The Quiet Architects of Home


There are people you don’t even have a photo with.

You didn’t visit their house every day or sit down for long conversations. You didn’t share milestones. But when you think of home, they’re there. In the background. In the air.

My neighbors were like that.

We lived in a close-knit community. I met them only occasionally, but whenever we did, they made their presence felt. Not loudly, just through small, hearty gestures. Pampering. Advice given as if I were their own child. Calling me mole — a word in Malayalam for daughter, spoken with love. Some of it used to irritate me. I'd wonder, “Who are they to tell me this?”

But now I see it was care, offered freely.

When they passed away, I didn’t cry. There were no grand emotions. But something shifted quietly.

Their house still stands. But it no longer feels like theirs. New people live there now. My nephews call it by a different name. But for me, it will always be their house.

Because I still hear their laugh when I pass by. I remember the warmth. The kind of affection that didn’t feel like much at the time, but now feels like something I carry with me.

Not everyone who makes a house a home lives inside it.

Some people are just around you, giving you tiny pieces of comfort and familiarity. You don’t realize how much they mattered until they’re no longer there.

They didn’t leave behind big stories. They left behind warmth. And somehow, that stays longer.

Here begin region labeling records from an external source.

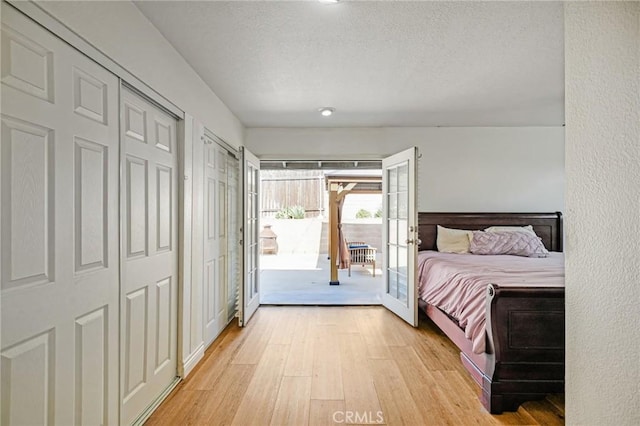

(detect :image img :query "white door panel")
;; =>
[382,148,418,327]
[121,88,178,424]
[203,135,228,346]
[227,156,242,322]
[0,2,119,425]
[240,148,260,326]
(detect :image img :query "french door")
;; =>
[0,2,120,426]
[382,147,418,327]
[239,148,260,326]
[120,87,178,424]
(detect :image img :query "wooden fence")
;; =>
[260,170,326,217]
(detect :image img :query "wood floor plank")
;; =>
[311,323,344,399]
[369,359,429,425]
[340,333,382,413]
[269,307,300,345]
[284,321,316,377]
[184,323,250,390]
[147,307,564,426]
[271,376,311,426]
[200,364,257,426]
[309,399,346,426]
[391,346,461,425]
[232,345,289,426]
[231,307,278,364]
[356,310,391,359]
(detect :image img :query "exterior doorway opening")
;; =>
[259,161,384,305]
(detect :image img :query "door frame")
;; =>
[382,147,419,327]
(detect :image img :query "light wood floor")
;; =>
[147,307,564,426]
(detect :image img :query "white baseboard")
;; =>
[182,343,204,379]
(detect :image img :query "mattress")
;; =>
[418,251,564,354]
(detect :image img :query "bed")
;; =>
[418,212,564,414]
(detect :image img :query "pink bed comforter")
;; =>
[418,251,564,354]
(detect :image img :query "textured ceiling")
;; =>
[136,1,564,127]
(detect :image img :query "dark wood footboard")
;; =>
[481,286,564,413]
[418,212,564,413]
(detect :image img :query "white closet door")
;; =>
[0,2,119,426]
[121,88,178,424]
[203,135,228,347]
[227,156,242,322]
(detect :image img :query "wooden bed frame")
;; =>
[418,212,564,414]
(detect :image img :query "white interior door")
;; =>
[382,148,418,327]
[240,148,260,326]
[120,87,178,424]
[227,155,242,322]
[203,134,228,347]
[0,2,119,426]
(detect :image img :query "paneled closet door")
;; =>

And now, another one is gone.

Three of the male stalwarts of our neighborhood have passed away. One by one, like a gentle fading of an old photo. People who were never loud, never demanding. But always there.

The third—my husband met him just once or twice. And even in those brief interactions, he felt seen. Considered. As if he were one of his own. That kind of warmth doesn’t take years to build. Some people just carry it naturally.

I still tell my husband stories about them, even more than a decade after their passing. He's been in our family for five years now and never had the chance to meet them. Yet, when we pass by, I'll still point and say, "That's Thomas uncle's house," or "That's Ummarakka's." And just like that, they're here again—their voices, their laughter, the rhythm of their presence.

Thomas uncle’s house is still Thomas uncle’s house to me. Ummarakka’s too. Even if someone else lives there now. Even if the world has moved on.

That’s the thing about these quiet presences. They don’t disappear. They live on in the words we use, in the names we don’t change, in the stories we keep retelling.

Some people don’t live in your home. But they make it feel like one.